In the follow-up to her well-received debut, Smoke Gets in your Eyes (2014), a mortician delivers a wide-eyed report on burial customs across the world.
At the unique funeral parlor she owns and operates in Southern California, Doughty adopts a “younger, progressive” approach to burial protocol. Unwilling to accept the way that the necessity of “deathcare” has evolved into such a commercialized and bureaucratic industry, the inquisitive undertaker presents her globe-trotting experiences exploring and appreciating the eccentric and widely diverse death rituals across international cultures. In offering opposing perspectives that dignify, celebrate, and decorate the body in its expired state, Doughty hopes to do her part in spurring a reform of the funeral industry and to help change the squeamishness of Western attitudes toward death and the sanctity of the sacred burial.

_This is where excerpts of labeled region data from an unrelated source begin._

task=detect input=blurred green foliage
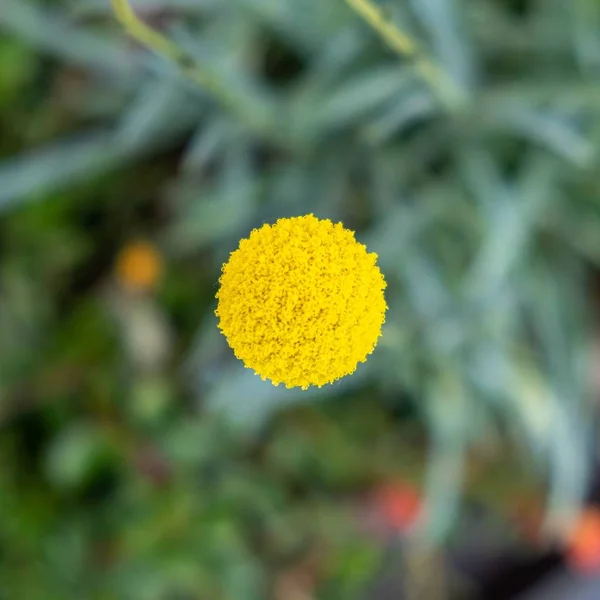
[0,0,600,600]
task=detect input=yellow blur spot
[115,241,163,292]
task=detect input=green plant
[0,0,600,597]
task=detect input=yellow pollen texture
[215,215,387,389]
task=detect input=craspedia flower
[215,215,387,389]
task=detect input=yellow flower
[215,215,387,389]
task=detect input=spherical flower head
[215,215,387,389]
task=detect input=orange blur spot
[374,483,423,531]
[115,241,163,292]
[567,508,600,574]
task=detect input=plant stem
[345,0,464,109]
[111,0,273,137]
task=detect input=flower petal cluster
[215,215,387,389]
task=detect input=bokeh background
[0,0,600,600]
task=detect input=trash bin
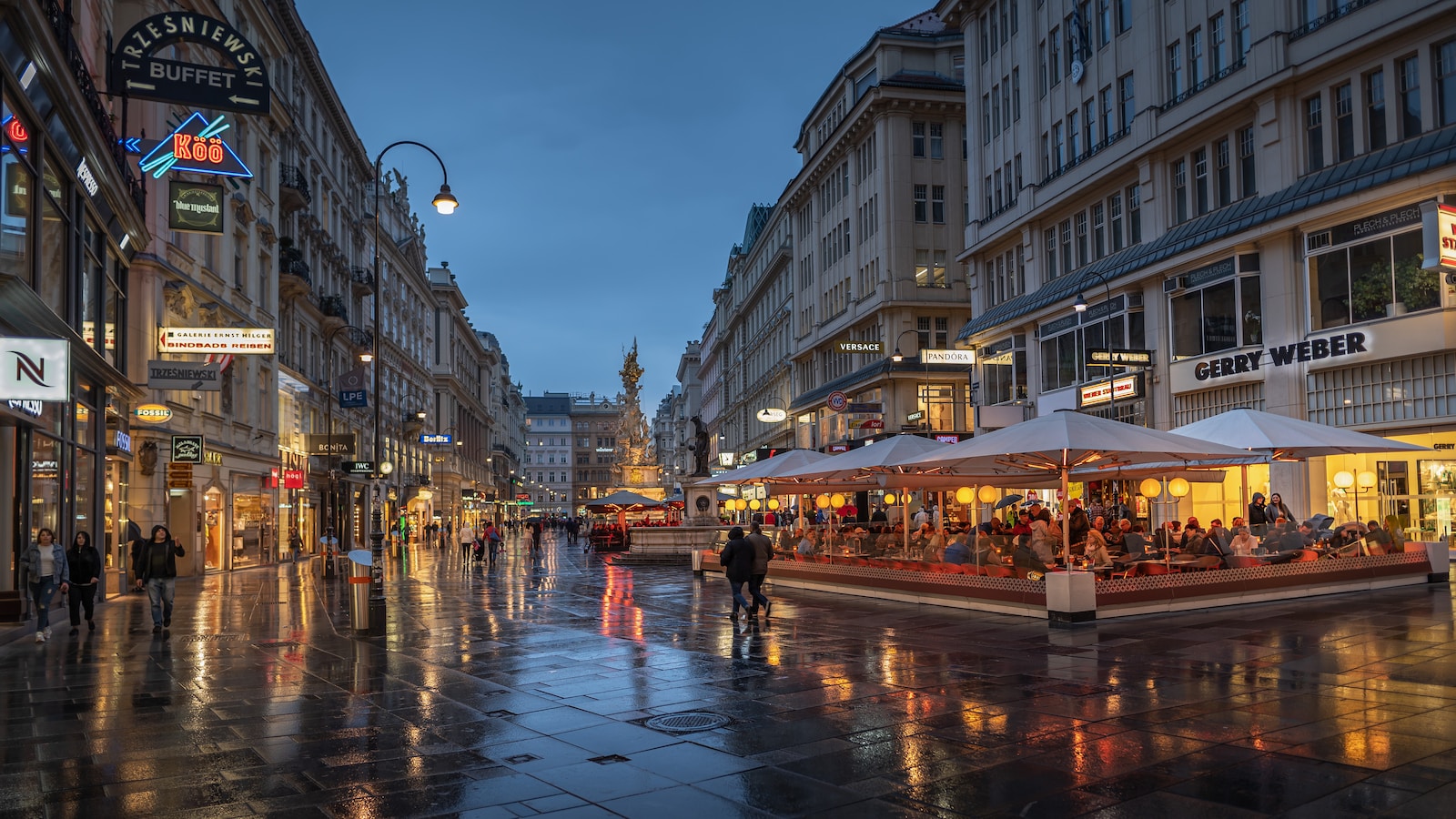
[349,550,374,632]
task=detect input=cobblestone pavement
[0,530,1456,819]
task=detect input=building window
[1213,137,1233,207]
[1174,159,1188,225]
[1400,54,1421,140]
[1168,267,1264,361]
[1044,228,1058,281]
[1107,194,1126,254]
[1436,39,1456,126]
[1305,95,1325,172]
[915,250,949,287]
[1188,29,1203,89]
[1366,68,1386,150]
[1208,12,1228,77]
[1167,42,1184,99]
[1117,75,1138,131]
[1233,0,1250,60]
[1309,230,1441,329]
[977,334,1026,404]
[1239,126,1259,198]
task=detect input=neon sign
[140,112,253,179]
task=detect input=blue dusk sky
[297,0,934,408]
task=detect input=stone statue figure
[687,415,708,475]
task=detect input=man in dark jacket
[134,525,187,634]
[744,523,774,618]
[718,526,754,622]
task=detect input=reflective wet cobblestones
[0,533,1456,819]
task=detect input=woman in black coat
[718,526,754,621]
[66,532,102,635]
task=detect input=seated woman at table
[1228,526,1259,557]
[1010,540,1051,572]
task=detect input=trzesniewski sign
[147,360,223,392]
[111,12,272,114]
[167,179,223,233]
[157,327,274,356]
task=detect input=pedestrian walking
[66,532,102,637]
[718,526,754,622]
[747,523,774,620]
[136,523,187,634]
[25,526,71,642]
[460,523,475,564]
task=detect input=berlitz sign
[111,12,272,114]
[1192,332,1370,380]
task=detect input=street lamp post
[369,140,460,637]
[1072,269,1117,421]
[323,324,374,577]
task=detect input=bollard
[349,550,374,634]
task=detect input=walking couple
[718,523,774,622]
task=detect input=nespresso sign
[1192,332,1370,380]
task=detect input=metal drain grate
[642,711,733,733]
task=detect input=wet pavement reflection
[0,541,1456,819]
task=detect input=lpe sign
[0,339,71,400]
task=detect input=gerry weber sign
[1172,332,1370,392]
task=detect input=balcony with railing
[349,265,374,296]
[278,165,313,213]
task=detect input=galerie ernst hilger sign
[1192,332,1370,380]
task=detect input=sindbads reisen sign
[167,179,224,233]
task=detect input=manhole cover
[642,711,731,733]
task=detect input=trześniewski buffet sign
[1192,332,1370,380]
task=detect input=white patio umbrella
[905,410,1258,552]
[1172,408,1427,521]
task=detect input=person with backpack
[134,523,187,634]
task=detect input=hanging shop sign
[1192,326,1370,380]
[133,404,172,424]
[1085,347,1153,368]
[167,179,226,233]
[920,349,976,366]
[157,327,274,356]
[111,12,272,114]
[0,339,71,400]
[303,433,359,455]
[136,112,253,179]
[1421,203,1456,270]
[147,360,223,392]
[1077,376,1143,410]
[172,436,207,463]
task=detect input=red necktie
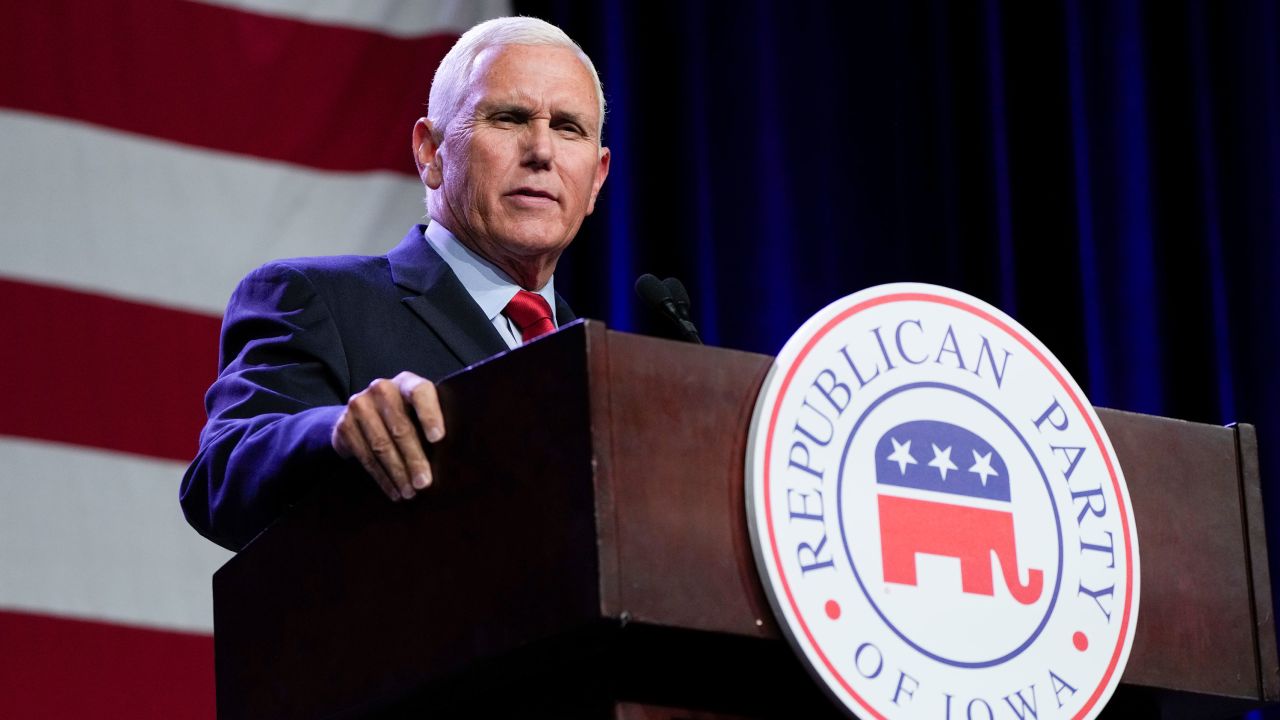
[502,290,556,342]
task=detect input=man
[180,18,609,550]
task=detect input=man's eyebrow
[552,110,590,132]
[476,100,532,115]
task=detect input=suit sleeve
[180,264,357,550]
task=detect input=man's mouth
[507,187,556,202]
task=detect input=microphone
[636,273,703,345]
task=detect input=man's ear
[413,118,444,190]
[586,147,609,215]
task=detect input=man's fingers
[375,380,431,486]
[333,413,401,502]
[396,373,444,442]
[347,380,413,500]
[330,372,444,500]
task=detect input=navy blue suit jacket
[180,225,573,550]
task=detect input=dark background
[516,0,1280,707]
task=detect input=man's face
[424,45,609,281]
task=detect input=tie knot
[502,290,556,342]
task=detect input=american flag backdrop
[0,0,509,719]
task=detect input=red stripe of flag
[0,279,221,461]
[0,0,457,174]
[0,612,214,720]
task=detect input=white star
[929,442,959,482]
[886,438,915,475]
[969,450,1000,487]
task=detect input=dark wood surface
[214,323,1280,719]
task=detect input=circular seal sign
[746,283,1139,720]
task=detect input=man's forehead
[468,45,596,115]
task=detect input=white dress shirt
[424,220,559,350]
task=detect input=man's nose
[522,120,554,168]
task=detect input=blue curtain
[527,0,1280,702]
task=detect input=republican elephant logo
[876,420,1044,605]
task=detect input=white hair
[426,17,604,142]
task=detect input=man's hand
[330,372,444,500]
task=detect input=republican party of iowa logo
[746,283,1139,720]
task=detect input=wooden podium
[214,322,1280,720]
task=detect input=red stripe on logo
[0,612,214,720]
[0,279,221,456]
[0,0,457,177]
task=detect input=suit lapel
[387,225,509,365]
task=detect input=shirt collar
[422,220,559,320]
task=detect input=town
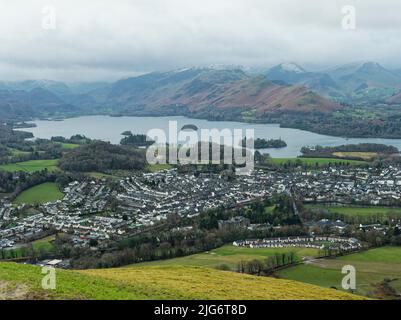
[0,166,401,249]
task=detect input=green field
[60,143,80,150]
[0,159,58,172]
[277,247,401,298]
[134,245,318,270]
[14,182,64,205]
[9,148,31,156]
[305,205,401,218]
[0,263,360,300]
[269,158,366,167]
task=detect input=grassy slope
[0,263,359,300]
[277,247,401,297]
[136,245,318,270]
[0,160,58,172]
[14,182,64,204]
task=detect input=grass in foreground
[277,247,401,298]
[0,263,361,300]
[0,159,58,172]
[133,245,318,270]
[14,182,64,205]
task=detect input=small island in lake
[242,137,287,150]
[181,124,198,131]
[120,131,155,147]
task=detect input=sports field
[134,245,318,270]
[14,182,64,205]
[0,159,58,172]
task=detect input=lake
[22,116,401,158]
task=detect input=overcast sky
[0,0,401,81]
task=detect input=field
[14,182,64,205]
[134,245,318,270]
[277,247,401,298]
[60,143,80,150]
[0,160,57,172]
[305,205,401,218]
[269,158,366,167]
[0,263,360,300]
[9,148,31,156]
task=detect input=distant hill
[327,61,401,91]
[0,88,78,120]
[106,69,340,120]
[0,68,340,120]
[266,62,401,103]
[0,263,363,300]
[387,92,401,104]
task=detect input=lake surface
[22,116,401,158]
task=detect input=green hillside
[277,247,401,299]
[0,263,361,300]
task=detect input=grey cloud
[0,0,401,81]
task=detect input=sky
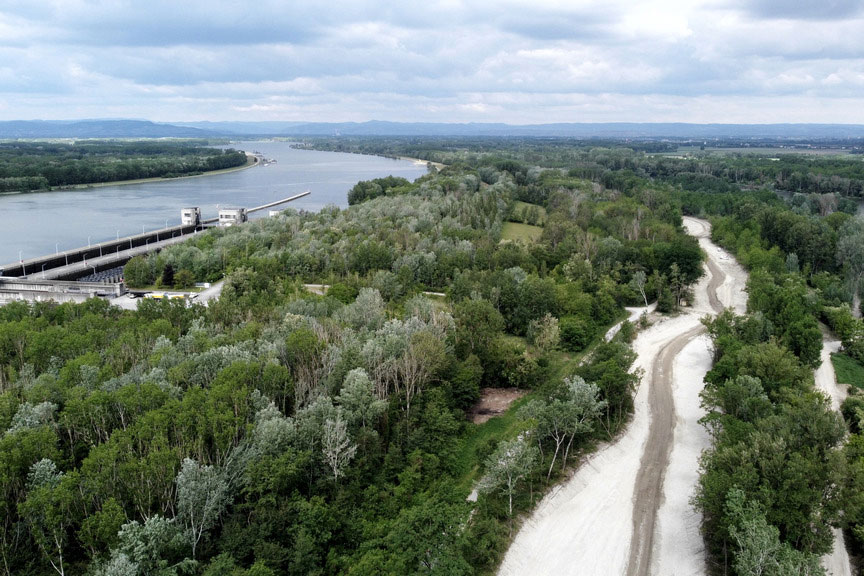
[0,0,864,124]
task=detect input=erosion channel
[499,218,747,576]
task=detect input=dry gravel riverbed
[499,218,747,576]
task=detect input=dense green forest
[0,140,864,575]
[0,141,246,192]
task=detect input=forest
[0,140,247,193]
[0,139,864,576]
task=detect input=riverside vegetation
[0,141,864,575]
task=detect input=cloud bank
[0,0,864,124]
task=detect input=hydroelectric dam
[0,190,311,304]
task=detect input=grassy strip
[456,392,534,496]
[501,222,543,244]
[831,353,864,390]
[513,200,546,226]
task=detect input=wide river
[0,142,426,265]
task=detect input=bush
[558,316,597,352]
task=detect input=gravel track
[499,218,746,576]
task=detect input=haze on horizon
[0,0,864,124]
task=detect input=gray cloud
[0,0,864,123]
[739,0,864,20]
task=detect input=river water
[0,142,426,265]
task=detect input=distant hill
[0,120,864,140]
[0,120,219,139]
[274,121,864,139]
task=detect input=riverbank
[498,218,747,576]
[51,153,260,194]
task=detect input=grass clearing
[456,392,534,496]
[831,354,864,390]
[513,200,546,226]
[501,222,543,244]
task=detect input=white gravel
[498,315,699,576]
[499,218,747,576]
[815,327,852,576]
[651,334,713,576]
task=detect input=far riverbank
[51,151,258,194]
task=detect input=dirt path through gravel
[499,218,746,576]
[814,326,852,576]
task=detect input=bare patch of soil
[469,388,527,424]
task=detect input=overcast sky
[0,0,864,124]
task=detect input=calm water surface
[0,142,426,265]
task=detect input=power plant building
[180,206,201,226]
[219,208,248,226]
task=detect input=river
[0,141,426,265]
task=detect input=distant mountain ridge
[0,119,864,139]
[167,120,864,139]
[0,120,219,139]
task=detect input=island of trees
[0,140,247,193]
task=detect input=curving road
[499,218,746,576]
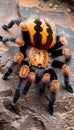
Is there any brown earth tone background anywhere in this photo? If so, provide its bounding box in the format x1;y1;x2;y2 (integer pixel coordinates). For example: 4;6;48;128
0;0;74;130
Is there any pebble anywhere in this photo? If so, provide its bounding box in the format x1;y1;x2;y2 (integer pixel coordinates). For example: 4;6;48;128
67;8;71;13
54;5;59;8
49;3;53;8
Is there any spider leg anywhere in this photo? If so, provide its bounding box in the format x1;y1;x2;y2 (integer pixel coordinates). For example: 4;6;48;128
23;72;36;95
50;35;67;52
39;73;50;96
11;77;23;107
2;19;21;30
48;69;59;115
23;81;32;95
51;48;71;63
2;53;24;80
52;60;73;93
12;65;30;107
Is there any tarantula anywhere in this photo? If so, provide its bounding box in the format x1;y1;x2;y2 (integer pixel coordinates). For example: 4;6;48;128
0;19;73;115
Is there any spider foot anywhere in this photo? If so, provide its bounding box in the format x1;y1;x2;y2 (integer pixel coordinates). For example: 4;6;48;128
2;73;7;80
48;102;54;115
11;97;18;108
2;68;12;80
65;85;74;93
23;88;28;95
2;25;8;30
0;36;3;41
38;89;44;96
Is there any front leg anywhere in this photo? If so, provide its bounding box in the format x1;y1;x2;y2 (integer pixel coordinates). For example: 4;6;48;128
2;19;21;30
52;60;74;93
11;77;23;107
2;53;24;80
39;73;50;96
23;72;36;95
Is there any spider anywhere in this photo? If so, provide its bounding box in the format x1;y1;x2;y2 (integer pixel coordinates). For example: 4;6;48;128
0;19;73;115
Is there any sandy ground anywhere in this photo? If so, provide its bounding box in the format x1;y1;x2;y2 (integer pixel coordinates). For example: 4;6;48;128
0;0;74;130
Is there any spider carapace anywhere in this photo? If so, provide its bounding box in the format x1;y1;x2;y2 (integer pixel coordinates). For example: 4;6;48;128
0;19;73;115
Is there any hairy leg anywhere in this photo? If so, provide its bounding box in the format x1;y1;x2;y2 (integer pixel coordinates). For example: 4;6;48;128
2;19;21;30
11;78;23;107
52;61;73;93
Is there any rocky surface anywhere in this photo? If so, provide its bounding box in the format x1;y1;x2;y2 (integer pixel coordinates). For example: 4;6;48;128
0;0;74;130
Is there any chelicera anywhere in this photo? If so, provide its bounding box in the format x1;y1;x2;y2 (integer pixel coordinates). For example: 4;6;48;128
0;19;73;115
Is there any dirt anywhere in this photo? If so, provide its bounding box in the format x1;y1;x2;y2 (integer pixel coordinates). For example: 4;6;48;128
0;0;74;130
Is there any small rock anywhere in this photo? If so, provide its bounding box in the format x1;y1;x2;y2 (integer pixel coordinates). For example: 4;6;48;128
49;3;53;8
54;5;59;8
53;7;56;10
67;8;71;13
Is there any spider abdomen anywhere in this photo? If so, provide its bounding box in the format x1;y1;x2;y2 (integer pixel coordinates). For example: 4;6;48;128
26;19;55;49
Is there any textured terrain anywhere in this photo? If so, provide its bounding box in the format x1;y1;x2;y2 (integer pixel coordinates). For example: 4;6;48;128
0;0;74;130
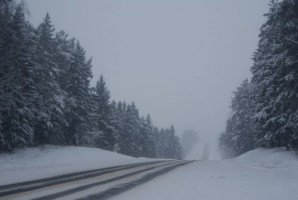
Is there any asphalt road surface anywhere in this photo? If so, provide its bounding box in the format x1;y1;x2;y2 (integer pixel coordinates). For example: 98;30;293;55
0;160;192;200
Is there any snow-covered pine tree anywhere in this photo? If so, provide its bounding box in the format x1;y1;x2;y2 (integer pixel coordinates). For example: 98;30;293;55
93;75;116;150
0;5;36;149
64;42;92;145
220;79;255;157
34;13;66;144
251;0;298;148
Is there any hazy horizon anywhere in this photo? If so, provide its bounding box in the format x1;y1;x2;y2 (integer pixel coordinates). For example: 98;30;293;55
26;0;269;148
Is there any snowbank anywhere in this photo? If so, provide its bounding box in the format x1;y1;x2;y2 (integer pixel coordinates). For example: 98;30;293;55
112;148;298;200
0;146;154;185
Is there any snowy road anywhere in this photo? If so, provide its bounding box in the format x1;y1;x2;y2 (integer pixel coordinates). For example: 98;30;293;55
111;149;298;200
0;160;189;200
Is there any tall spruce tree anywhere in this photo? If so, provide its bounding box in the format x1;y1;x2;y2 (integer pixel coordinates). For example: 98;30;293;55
251;0;298;148
220;79;255;157
93;75;115;150
0;5;35;149
64;42;92;145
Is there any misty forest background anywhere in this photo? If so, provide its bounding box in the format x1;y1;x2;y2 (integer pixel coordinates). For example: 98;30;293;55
0;0;298;158
220;0;298;157
0;0;182;159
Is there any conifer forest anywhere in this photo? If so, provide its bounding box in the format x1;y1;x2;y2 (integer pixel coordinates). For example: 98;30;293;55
0;0;182;159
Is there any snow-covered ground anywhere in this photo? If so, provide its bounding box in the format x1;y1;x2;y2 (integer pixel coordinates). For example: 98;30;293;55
0;146;152;185
113;148;298;200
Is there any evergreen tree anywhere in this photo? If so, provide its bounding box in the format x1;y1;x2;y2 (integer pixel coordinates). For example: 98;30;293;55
0;6;35;149
34;13;66;144
94;75;115;150
251;0;298;148
220;79;254;157
64;42;92;145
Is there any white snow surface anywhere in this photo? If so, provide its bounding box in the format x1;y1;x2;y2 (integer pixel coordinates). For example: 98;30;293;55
112;148;298;200
0;145;152;185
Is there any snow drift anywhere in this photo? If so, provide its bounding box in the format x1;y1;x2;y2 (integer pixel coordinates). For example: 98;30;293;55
0;145;152;185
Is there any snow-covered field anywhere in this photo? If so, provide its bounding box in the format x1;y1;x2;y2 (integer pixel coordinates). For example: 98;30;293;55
0;146;152;185
113;148;298;200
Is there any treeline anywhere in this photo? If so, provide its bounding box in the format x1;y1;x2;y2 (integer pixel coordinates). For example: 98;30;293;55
220;0;298;157
0;0;181;159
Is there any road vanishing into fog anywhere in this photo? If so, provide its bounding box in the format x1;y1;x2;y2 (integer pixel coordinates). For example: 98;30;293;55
0;160;193;200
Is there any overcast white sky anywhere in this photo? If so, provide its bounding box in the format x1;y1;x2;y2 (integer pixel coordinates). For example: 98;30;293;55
26;0;269;144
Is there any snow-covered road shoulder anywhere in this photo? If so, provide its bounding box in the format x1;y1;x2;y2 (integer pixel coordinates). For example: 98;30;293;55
113;148;298;200
0;146;154;185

Her fascinating tour of rituals contains liturgies that readers will surely observe as rare, macabre, unbelievable, ancient, and precious—sometimes simultaneously. Among them: a Central American body thief validates why he confiscated his grandmother’s body from a hospital; a cremation via community open-air pyre in Colorado (the only one of its kind in America), complete with flute and didgeridoo accompaniment; mummification restorations in Indonesia; and the glass encasement coffins of Barcelona: “Glass means transparency, unclouded confrontation with the brutal reality of death. Glass also means a solid barrier. It allows you to come close but never quite make contact.” In Japan, where corpses were once perceived to be impure, now they are revered as beloved and their memorialization has been fully ritualized with the aid of technology and innovation. Green, eco-friendly “human composting” methods also have their place in the author’s entertaining and thought-provoking narrative. Grimly enhanced by the artwork of Blair, these observances demonstrate how to diminish the stigma associated with death, burial, and eternal remembrance.
Death gets the last word in this affably written, meticulously researched study of funerary customs.